2007-2017 might just be the greatest decade in dance music history
The last 10 years have been momentous for our culture
As 2007 started dubstep was barely out of its own niche, still really a scene of a couple of hundred mates, but by the end of that year, Caspa & Rusko's fabriclive mix had sent it supernova. By 2009 there were top 10 hits in the UK and arena shows across the USA and it kept growing exponentially until in 2012 it went off a cliff. It almost feels as if we're still reeling from the preposterousness of it all, and the full impact of what transpired in those years is still to be appreciated.
The mainstreaming of dubstep wasn't just important in its own right: it also helped reconnect the wider club scene. Because of its mongrel nature as a sound, it also formed the linking point between other scenes that had been highly atomised since the 90s. Drum ‘n’ bass, techno, house, grime, garage, reggae, electro, Chicago's footwork scene and the indie-dance of nu rave all found common ground with dubstep, and thus with each other. Whether it was Skream remixing Klaxons or Villalobos reworking Shackleton, hybridity was the name of the game as dance music surged forward.
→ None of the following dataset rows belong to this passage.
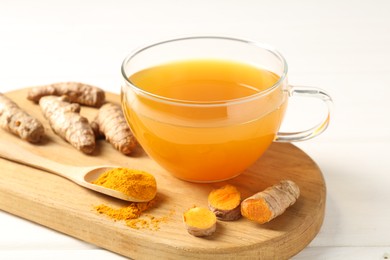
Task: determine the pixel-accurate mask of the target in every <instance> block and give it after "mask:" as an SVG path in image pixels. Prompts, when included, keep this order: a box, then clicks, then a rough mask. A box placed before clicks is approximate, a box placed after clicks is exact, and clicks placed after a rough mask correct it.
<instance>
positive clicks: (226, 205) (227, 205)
mask: <svg viewBox="0 0 390 260" xmlns="http://www.w3.org/2000/svg"><path fill="white" fill-rule="evenodd" d="M240 203H241V194H240V192H239V191H238V190H237V188H236V187H234V186H232V185H226V186H224V187H222V188H219V189H215V190H212V191H211V192H210V194H209V196H208V205H209V209H210V210H211V211H212V212H214V214H215V215H216V216H217V218H218V219H220V220H227V221H230V220H237V219H239V218H240V217H241V208H240Z"/></svg>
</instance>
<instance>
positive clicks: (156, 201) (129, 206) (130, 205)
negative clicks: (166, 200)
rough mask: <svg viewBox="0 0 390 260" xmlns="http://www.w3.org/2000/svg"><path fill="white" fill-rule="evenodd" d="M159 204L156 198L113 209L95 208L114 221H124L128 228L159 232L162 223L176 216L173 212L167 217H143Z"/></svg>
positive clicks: (166, 215) (152, 215) (100, 212)
mask: <svg viewBox="0 0 390 260" xmlns="http://www.w3.org/2000/svg"><path fill="white" fill-rule="evenodd" d="M156 203H157V199H156V198H154V199H153V200H151V201H148V202H132V203H130V204H129V205H128V206H125V207H120V208H113V207H110V206H108V205H104V204H101V205H98V206H95V207H94V208H95V210H96V211H97V212H98V213H100V214H104V215H106V216H107V217H109V218H111V219H113V220H114V221H124V222H125V224H126V226H128V227H130V228H133V229H149V230H152V231H157V230H159V229H160V224H161V223H166V222H168V220H169V219H170V217H171V216H172V215H173V214H174V211H173V210H171V211H170V212H169V213H168V214H167V215H164V216H161V217H156V216H153V215H150V214H146V215H145V216H143V215H142V214H143V212H145V211H147V210H149V209H150V208H152V207H153V206H154V205H155V204H156Z"/></svg>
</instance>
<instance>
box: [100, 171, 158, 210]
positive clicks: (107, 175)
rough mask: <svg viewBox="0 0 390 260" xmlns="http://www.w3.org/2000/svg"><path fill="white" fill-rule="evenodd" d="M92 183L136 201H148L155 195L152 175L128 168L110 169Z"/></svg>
mask: <svg viewBox="0 0 390 260" xmlns="http://www.w3.org/2000/svg"><path fill="white" fill-rule="evenodd" d="M92 183H93V184H96V185H100V186H103V187H106V188H109V189H113V190H117V191H120V192H122V193H124V194H126V195H128V196H130V197H132V198H134V199H136V200H137V201H150V200H152V199H153V198H154V197H155V196H156V193H157V184H156V179H155V178H154V176H153V175H151V174H149V173H147V172H144V171H140V170H134V169H129V168H114V169H110V170H108V171H106V172H104V173H102V174H101V175H100V176H99V177H98V178H97V179H96V180H95V181H93V182H92ZM140 205H142V204H140Z"/></svg>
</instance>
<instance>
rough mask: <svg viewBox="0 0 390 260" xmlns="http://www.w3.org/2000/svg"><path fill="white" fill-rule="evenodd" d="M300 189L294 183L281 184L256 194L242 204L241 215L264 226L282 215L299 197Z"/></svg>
mask: <svg viewBox="0 0 390 260" xmlns="http://www.w3.org/2000/svg"><path fill="white" fill-rule="evenodd" d="M299 193H300V191H299V187H298V185H296V184H295V183H294V182H293V181H290V180H283V181H281V182H280V183H278V184H276V185H274V186H271V187H269V188H267V189H265V190H264V191H262V192H259V193H256V194H254V195H253V196H251V197H249V198H247V199H245V200H244V201H243V202H242V203H241V214H242V215H243V216H244V217H246V218H247V219H249V220H253V221H255V222H257V223H260V224H263V223H266V222H269V221H271V220H272V219H274V218H276V217H277V216H279V215H281V214H282V213H283V212H284V211H285V210H286V209H287V208H288V207H289V206H291V205H293V204H294V203H295V202H296V200H297V199H298V197H299Z"/></svg>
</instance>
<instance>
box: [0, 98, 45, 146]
mask: <svg viewBox="0 0 390 260" xmlns="http://www.w3.org/2000/svg"><path fill="white" fill-rule="evenodd" d="M0 127H1V128H3V129H5V130H7V131H8V132H11V133H13V134H15V135H17V136H19V137H20V138H21V139H23V140H26V141H28V142H31V143H38V142H39V141H40V140H41V139H42V138H43V136H44V132H45V130H44V127H43V125H42V123H41V122H39V121H38V119H36V118H34V117H32V116H31V115H29V114H28V113H27V112H25V111H24V110H22V109H21V108H20V107H19V106H18V105H17V104H16V103H15V102H13V101H12V100H11V99H9V98H8V97H6V96H5V95H3V94H1V93H0Z"/></svg>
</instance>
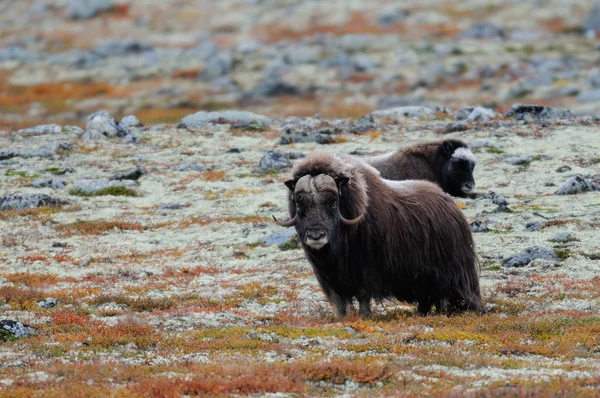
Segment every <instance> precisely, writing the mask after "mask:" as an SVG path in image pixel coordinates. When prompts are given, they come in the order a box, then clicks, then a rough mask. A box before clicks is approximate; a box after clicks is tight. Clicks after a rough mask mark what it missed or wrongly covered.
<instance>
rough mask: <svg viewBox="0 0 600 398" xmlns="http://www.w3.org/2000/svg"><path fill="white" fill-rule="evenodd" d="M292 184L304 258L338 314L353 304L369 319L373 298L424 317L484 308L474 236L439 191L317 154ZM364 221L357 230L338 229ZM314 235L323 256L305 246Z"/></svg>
mask: <svg viewBox="0 0 600 398" xmlns="http://www.w3.org/2000/svg"><path fill="white" fill-rule="evenodd" d="M306 176H308V177H306ZM317 176H319V177H317ZM301 179H302V181H300V183H298V181H299V180H301ZM317 181H319V182H318V183H317ZM334 181H335V182H334ZM296 183H298V184H296ZM336 183H337V184H338V187H337V188H338V190H337V193H338V195H337V198H336V196H335V194H333V195H332V194H331V191H332V190H333V191H336V185H335V184H336ZM286 185H287V186H288V188H290V195H289V209H290V215H291V217H292V218H295V220H296V224H295V226H296V230H297V232H298V236H299V237H300V240H301V242H302V246H303V248H304V251H305V254H306V257H307V259H308V261H309V262H310V263H311V265H312V267H313V270H314V272H315V275H316V277H317V279H318V281H319V283H320V285H321V287H322V289H323V291H324V293H325V294H326V296H327V297H328V298H329V300H330V301H331V302H333V304H334V305H335V306H336V311H337V314H338V315H340V316H343V315H344V314H345V313H346V307H347V306H348V305H351V303H352V300H353V299H354V298H356V299H358V301H359V304H360V313H361V314H363V315H369V314H370V308H369V303H370V300H371V299H375V300H383V299H385V298H397V299H399V300H404V301H408V302H413V303H418V311H419V312H420V313H422V314H425V313H428V312H429V311H430V310H431V307H432V305H435V306H436V309H437V311H438V312H457V311H464V310H481V309H482V303H481V296H480V291H479V272H478V271H479V263H478V259H477V255H476V252H475V246H474V242H473V238H472V235H471V230H470V228H469V225H468V224H467V222H466V220H465V218H464V216H463V214H462V212H461V211H460V209H459V208H458V207H457V206H456V204H455V203H454V201H453V200H452V198H451V197H449V196H448V195H447V194H445V193H444V192H442V191H441V190H440V188H439V187H437V186H436V185H435V184H432V183H430V182H427V181H386V180H382V179H381V178H379V175H378V172H377V171H376V170H375V169H373V168H372V167H371V166H369V165H368V164H367V163H365V162H363V161H361V160H360V159H356V158H351V157H338V156H335V155H333V154H329V153H313V154H311V155H310V156H309V157H307V158H305V159H303V160H301V161H300V162H298V163H297V164H296V165H295V167H294V169H293V178H292V179H291V180H289V181H287V182H286ZM307 187H308V188H307ZM319 187H327V189H326V191H327V192H325V188H319ZM320 190H321V191H320ZM336 207H338V208H337V209H336ZM332 208H333V209H336V211H333V210H331V209H332ZM338 210H339V212H337V211H338ZM361 214H362V215H364V217H363V218H362V220H361V221H360V222H359V223H358V224H356V225H346V224H344V223H342V222H340V217H341V216H343V217H344V218H355V217H358V216H360V215H361ZM315 231H317V232H318V234H317V233H316V232H315ZM311 233H312V234H313V235H311ZM315 234H317V235H318V237H319V238H321V236H322V235H323V234H325V238H326V240H327V241H328V242H327V243H326V244H325V245H324V246H322V247H320V248H318V249H315V248H314V247H313V246H311V245H310V244H307V242H310V239H311V237H314V235H315ZM325 238H323V239H325Z"/></svg>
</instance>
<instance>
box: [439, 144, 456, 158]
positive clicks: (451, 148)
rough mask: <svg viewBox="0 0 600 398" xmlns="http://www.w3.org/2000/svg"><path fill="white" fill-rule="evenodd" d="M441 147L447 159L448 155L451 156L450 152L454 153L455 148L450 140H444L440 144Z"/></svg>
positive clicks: (452, 153)
mask: <svg viewBox="0 0 600 398" xmlns="http://www.w3.org/2000/svg"><path fill="white" fill-rule="evenodd" d="M442 148H443V151H444V156H445V157H446V158H448V159H450V157H451V156H452V154H453V153H454V150H455V149H456V148H455V147H454V144H453V143H452V142H450V141H445V142H444V143H443V144H442Z"/></svg>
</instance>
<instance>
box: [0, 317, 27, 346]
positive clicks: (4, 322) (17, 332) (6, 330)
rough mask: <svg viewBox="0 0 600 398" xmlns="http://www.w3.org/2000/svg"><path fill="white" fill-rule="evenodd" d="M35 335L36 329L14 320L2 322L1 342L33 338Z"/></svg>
mask: <svg viewBox="0 0 600 398" xmlns="http://www.w3.org/2000/svg"><path fill="white" fill-rule="evenodd" d="M34 334H35V329H34V328H33V327H31V326H29V325H24V324H22V323H21V322H17V321H13V320H12V319H2V320H0V341H2V340H7V339H8V338H16V339H18V338H21V337H31V336H33V335H34Z"/></svg>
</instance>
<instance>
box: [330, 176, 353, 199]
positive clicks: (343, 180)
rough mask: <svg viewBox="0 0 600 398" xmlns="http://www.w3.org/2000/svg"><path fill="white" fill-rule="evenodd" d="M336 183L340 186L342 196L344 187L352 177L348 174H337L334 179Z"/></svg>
mask: <svg viewBox="0 0 600 398" xmlns="http://www.w3.org/2000/svg"><path fill="white" fill-rule="evenodd" d="M333 180H334V181H335V184H336V185H337V186H338V192H339V195H340V196H342V188H343V187H344V186H345V185H346V184H347V183H348V181H350V178H348V177H346V176H337V177H334V179H333Z"/></svg>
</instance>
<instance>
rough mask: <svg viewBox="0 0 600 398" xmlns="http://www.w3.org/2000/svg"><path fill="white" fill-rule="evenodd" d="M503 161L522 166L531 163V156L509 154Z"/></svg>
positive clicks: (531, 158)
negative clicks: (511, 155)
mask: <svg viewBox="0 0 600 398" xmlns="http://www.w3.org/2000/svg"><path fill="white" fill-rule="evenodd" d="M504 161H505V162H506V163H509V164H512V165H514V166H523V165H527V164H529V163H531V162H532V161H533V158H532V157H531V156H509V157H507V158H505V159H504Z"/></svg>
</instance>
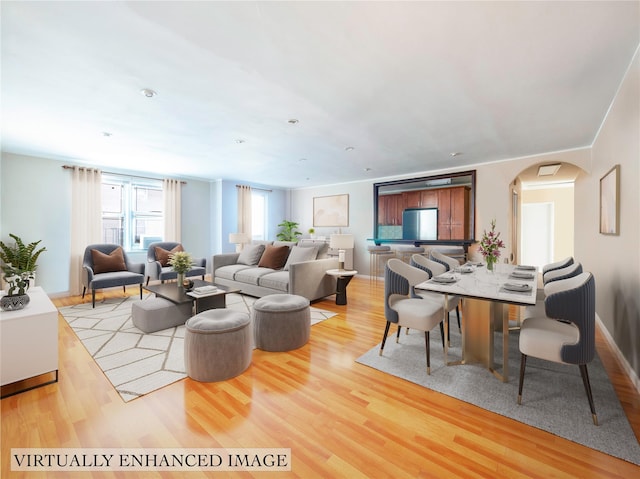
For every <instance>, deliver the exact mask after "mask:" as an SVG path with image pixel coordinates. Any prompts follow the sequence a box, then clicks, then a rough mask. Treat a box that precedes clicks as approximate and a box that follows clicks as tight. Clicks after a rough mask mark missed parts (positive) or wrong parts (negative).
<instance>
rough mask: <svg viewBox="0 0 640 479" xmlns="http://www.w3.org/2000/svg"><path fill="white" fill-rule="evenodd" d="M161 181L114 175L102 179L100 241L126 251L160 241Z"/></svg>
mask: <svg viewBox="0 0 640 479" xmlns="http://www.w3.org/2000/svg"><path fill="white" fill-rule="evenodd" d="M162 209H163V203H162V182H161V181H160V180H147V179H140V178H132V177H125V176H117V175H103V179H102V239H103V241H104V242H105V243H116V244H119V245H121V246H122V247H123V248H124V249H125V250H127V251H131V250H136V249H141V250H146V249H147V248H148V246H149V244H151V243H153V242H154V241H162V233H163V215H162V213H163V211H162Z"/></svg>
So, as the 2010s began, a raft of new generation UK labels built around tight collectives – Hyperdub, Tectonic, Night Slugs, LuckyMe, Keysound, Butterz, Numbers, Hessle Audio – each created their own vivid and distinctive styles by combining elements of what was happening around them. In the USA, similar things were happening with the likes of Mad Decent, Dirtybird and Fool's Gold, while the Californian (but also global) “beat scene” led by Flying Lotus created its own kaleidoscope of psychedelic fusions. Catch-all terms like “post-dubstep” and “bass music” couldn't hope to capture the vitality and versatility of the music that was being made, but anyone out there on the dancefloor understood it perfectly.